Для Эмбер время, казалось, текло медленнее, чем когда-либо. Она проводила много часов со Сьюзен, учила ее ходить, строить замки из кубиков, играла с ней, пела песенки, которые помнила с детства. Эмбер обожала свою дочь, но не могла же она строить всю свою жизнь вокруг девочки. Эмбер жаждала стать частью большого волнующего мира, за вход в который она заплатила и куда она могла войти теперь гордо, через парадный подъезд, а не проникать тайком, как преступница, с черного хода. Она была рада, что Рэдклифф не интересуется светской жизнью при дворе, ибо это давало ей возможность самой беспрепятственно насладиться этой жизнью.

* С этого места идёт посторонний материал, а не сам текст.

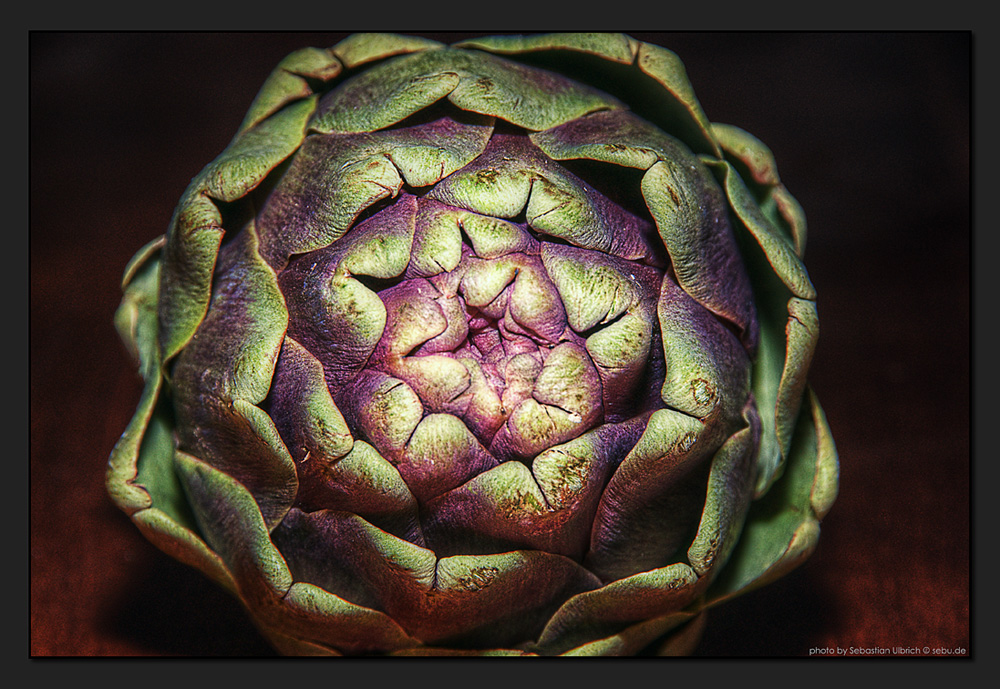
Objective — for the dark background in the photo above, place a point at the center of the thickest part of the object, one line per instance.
(871, 132)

Ничего в жизни она так сильно не хотела, как отвязаться от графа. Ей казалось, будто он насылал на нее проклятие, сглаз, ибо, даже когда она физически не видела его, она ощущала его злой гений повсюду. Постоянное одиночество и почти полное отсутствие душевных радостей превращали каждое их слово или поступок во что-то преувеличенно важное: ей приходилось обдумывать каждый шаг, каждый взгляд, каждое свое действие.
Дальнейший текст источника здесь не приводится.